Here is a quick overview of the most common documents, which helps you to make the filing
- Wait for warranty obligations in invoices and receipts: Receipts and receipts of items that you buy, you can usually dispose of the end of the warranty (colloquially also called “warranty period”): So you can evidence usually 24 months after the purchase of waste paper give.
But there are also some exceptions where you should keep records. For example:
- Keep medical bills for the purpose of claiming damages:
If you are privately insured or have paid your own benefits, you will get the medical bills home. In this case you should keep the corresponding documents longer. Claims for damages can be asserted for up to 30 years in the case of errors by the doctor.
- Purchase receipts of valuable items are required in the case of insurance: the evidence of the pearl necklace or the expensive wristwatch, with all valuable items you should keep documents beyond the warranty period to prove in the event of theft, what was stolen and how valuable it was.
- Car repair invoices as proof of maintenance: You should also keep workshop invoices longer – preferably until you sell the car. This is how you can prove the maintenance.
- Recommended retention periods for pension information – forever: never give away pension information and other documents that have something to do with your pension entitlements! At least until you reach retirement age you should keep them in a safe folder!
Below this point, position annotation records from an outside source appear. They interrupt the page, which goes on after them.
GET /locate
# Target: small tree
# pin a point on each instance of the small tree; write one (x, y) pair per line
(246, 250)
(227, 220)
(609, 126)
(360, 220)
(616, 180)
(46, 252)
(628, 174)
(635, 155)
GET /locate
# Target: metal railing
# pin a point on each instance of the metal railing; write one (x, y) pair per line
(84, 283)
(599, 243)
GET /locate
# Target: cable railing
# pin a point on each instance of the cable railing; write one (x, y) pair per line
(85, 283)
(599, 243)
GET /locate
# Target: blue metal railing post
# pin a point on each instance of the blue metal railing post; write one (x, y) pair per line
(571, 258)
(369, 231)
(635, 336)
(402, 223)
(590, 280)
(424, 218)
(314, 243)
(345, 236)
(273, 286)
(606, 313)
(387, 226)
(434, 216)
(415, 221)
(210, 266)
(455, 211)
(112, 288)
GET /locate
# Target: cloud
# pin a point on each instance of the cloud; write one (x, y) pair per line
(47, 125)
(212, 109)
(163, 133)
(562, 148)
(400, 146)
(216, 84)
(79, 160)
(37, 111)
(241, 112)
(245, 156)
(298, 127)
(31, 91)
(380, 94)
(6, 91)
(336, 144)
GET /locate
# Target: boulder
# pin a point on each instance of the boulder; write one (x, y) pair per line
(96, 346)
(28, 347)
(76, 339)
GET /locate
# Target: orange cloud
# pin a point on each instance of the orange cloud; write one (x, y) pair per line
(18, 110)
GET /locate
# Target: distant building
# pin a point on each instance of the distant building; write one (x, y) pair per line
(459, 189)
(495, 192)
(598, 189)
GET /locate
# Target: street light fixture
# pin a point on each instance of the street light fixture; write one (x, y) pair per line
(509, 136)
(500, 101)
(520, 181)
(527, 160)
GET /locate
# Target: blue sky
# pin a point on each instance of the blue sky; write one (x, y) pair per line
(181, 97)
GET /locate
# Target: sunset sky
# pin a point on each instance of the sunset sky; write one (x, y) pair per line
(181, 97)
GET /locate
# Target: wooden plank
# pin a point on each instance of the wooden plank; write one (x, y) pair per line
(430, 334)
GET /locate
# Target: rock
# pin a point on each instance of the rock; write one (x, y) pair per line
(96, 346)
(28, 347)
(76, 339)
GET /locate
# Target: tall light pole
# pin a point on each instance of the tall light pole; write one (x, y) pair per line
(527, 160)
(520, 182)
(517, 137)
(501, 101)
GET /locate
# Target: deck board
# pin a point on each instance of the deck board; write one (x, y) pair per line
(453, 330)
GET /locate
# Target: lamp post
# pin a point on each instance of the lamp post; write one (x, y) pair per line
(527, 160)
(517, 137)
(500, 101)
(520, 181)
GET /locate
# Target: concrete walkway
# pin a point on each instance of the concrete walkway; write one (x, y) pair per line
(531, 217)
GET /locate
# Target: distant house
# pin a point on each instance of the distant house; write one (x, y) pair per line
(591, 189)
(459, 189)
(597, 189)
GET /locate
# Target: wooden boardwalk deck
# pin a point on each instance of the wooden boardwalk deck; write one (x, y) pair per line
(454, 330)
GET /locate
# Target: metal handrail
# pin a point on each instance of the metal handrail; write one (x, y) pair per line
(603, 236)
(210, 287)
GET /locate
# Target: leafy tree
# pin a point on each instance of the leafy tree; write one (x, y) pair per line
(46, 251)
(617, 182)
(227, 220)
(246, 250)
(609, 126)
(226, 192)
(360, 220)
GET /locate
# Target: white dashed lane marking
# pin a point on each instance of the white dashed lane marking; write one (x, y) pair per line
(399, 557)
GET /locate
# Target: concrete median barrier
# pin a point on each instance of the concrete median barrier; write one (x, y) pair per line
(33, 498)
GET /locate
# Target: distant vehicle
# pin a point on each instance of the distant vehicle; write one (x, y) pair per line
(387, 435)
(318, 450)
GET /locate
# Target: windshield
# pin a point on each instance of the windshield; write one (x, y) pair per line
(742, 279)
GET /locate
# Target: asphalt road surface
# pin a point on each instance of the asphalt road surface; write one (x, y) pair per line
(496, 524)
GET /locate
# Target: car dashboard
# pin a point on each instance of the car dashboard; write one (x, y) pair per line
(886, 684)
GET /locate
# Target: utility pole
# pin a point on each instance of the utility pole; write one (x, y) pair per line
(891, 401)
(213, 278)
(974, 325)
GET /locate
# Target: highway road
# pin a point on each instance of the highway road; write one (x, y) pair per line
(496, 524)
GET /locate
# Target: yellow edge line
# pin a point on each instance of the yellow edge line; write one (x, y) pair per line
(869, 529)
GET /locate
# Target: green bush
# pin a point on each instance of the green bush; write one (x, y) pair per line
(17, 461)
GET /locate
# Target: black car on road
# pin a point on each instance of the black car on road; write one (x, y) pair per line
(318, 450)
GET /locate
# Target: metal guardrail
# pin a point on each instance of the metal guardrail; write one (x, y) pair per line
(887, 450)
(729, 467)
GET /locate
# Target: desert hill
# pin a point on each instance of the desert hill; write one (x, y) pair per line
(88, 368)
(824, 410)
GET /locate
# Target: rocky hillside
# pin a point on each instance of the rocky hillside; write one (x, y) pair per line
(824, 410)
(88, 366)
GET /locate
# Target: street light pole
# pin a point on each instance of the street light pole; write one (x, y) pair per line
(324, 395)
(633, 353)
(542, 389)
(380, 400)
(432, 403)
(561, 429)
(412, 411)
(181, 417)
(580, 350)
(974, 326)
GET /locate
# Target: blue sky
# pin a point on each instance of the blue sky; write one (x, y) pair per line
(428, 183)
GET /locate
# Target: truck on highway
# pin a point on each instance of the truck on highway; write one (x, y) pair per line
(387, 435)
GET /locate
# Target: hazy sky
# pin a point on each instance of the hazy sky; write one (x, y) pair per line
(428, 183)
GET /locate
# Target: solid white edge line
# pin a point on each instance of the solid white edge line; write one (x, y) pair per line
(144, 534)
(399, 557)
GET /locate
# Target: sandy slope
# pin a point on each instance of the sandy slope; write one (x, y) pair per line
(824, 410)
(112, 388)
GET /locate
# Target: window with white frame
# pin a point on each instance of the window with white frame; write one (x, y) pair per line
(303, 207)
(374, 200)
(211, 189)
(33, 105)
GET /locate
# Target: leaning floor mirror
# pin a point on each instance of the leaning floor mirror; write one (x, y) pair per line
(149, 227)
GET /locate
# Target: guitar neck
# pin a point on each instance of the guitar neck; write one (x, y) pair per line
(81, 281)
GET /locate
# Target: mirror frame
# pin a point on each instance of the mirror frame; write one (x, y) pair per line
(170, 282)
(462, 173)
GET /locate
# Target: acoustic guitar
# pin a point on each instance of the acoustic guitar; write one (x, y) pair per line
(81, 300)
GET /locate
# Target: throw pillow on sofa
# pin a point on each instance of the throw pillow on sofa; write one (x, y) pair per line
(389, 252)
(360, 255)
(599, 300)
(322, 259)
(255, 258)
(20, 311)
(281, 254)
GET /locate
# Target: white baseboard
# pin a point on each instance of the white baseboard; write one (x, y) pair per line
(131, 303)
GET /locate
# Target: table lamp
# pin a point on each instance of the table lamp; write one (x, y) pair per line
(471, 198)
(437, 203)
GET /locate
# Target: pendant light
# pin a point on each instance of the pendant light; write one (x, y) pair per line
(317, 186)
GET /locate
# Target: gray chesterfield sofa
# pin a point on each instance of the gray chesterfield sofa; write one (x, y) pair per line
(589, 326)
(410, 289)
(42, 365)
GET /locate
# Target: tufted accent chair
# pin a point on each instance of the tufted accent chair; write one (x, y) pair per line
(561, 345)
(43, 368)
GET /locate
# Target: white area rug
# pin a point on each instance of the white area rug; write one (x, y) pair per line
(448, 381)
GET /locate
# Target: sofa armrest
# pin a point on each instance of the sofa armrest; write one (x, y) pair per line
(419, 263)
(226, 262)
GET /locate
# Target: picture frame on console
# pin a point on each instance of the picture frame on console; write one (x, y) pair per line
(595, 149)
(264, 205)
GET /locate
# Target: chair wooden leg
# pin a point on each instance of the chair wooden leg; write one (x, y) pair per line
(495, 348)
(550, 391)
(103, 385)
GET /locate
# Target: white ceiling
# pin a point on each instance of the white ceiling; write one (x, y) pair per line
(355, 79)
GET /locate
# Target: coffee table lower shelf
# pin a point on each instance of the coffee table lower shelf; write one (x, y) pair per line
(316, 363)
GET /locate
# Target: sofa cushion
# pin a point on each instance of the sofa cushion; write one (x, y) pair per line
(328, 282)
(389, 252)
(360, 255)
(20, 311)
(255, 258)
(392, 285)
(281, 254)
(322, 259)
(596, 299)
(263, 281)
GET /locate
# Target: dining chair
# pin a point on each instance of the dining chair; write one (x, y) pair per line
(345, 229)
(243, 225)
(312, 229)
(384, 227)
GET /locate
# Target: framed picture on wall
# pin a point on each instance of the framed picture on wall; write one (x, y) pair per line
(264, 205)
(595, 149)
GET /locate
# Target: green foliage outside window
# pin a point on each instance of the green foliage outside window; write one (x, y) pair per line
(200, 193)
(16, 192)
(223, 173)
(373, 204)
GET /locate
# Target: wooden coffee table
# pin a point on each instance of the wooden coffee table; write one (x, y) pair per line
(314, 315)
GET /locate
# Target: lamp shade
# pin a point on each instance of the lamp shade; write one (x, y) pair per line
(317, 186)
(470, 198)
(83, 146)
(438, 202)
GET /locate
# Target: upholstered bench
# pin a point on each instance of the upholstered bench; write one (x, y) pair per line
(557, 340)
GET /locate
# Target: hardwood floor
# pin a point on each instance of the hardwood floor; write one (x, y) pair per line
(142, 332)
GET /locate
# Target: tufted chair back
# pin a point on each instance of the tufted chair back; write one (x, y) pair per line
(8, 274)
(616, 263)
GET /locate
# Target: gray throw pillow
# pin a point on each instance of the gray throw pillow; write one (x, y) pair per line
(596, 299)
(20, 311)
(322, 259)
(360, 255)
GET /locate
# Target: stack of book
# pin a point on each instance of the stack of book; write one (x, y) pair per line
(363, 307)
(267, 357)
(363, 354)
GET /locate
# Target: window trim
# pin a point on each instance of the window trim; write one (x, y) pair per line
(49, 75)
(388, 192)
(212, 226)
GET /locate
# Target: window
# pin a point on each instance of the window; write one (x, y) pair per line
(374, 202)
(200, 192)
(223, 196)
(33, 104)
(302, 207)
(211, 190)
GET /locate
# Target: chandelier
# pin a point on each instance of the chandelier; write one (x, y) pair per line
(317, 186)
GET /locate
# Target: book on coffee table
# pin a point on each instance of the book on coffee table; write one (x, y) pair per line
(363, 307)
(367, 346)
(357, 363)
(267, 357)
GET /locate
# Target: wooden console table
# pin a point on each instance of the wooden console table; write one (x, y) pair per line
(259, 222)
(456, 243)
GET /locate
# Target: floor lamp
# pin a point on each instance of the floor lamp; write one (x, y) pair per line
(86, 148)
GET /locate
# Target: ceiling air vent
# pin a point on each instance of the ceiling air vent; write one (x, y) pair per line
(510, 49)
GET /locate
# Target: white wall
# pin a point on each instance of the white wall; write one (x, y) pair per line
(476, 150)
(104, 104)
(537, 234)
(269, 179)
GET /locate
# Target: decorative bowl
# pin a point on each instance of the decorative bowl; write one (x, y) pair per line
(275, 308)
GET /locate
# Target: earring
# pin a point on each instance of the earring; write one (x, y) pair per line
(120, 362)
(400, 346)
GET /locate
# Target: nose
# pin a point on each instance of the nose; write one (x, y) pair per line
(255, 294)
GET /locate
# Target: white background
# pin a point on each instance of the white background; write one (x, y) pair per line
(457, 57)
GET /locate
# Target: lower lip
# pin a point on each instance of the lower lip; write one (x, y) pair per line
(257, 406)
- Keep insurance documents as long as the insurance is up and running. These documents quickly fill many folders and are often kept for a long time. As a rule, you can clear out a lot if you systematically destroy all insurance documents that have expired. Because then they are usually no longer needed.
- Keep phone bills or utility bills for at least a while: For these documents, it is sufficient if you keep these 3 years, longer retention periods are usually not necessary.
Tip: Use your PC as an archive for the documents from which you can not separate
Do you have receipts, letters or documents that you are not sure you can put in the paper? Or you have difficulties separating from some papers? You can store these documents and invoices digitally, so you make room and still have the assurance that the documents are always available:
- Take a picture with your phone from the paper or scan it. Then save the file securely to an archive folder on the PC, a CD-ROM, or secure online storage services. So you gain space and create air at home – but still have access to the old documents, if they should eventually become important again.
Important: Give your archive files unique names so you can find them again. Because archive folders on the PC easily grow very quickly and have the tendency to become confusing.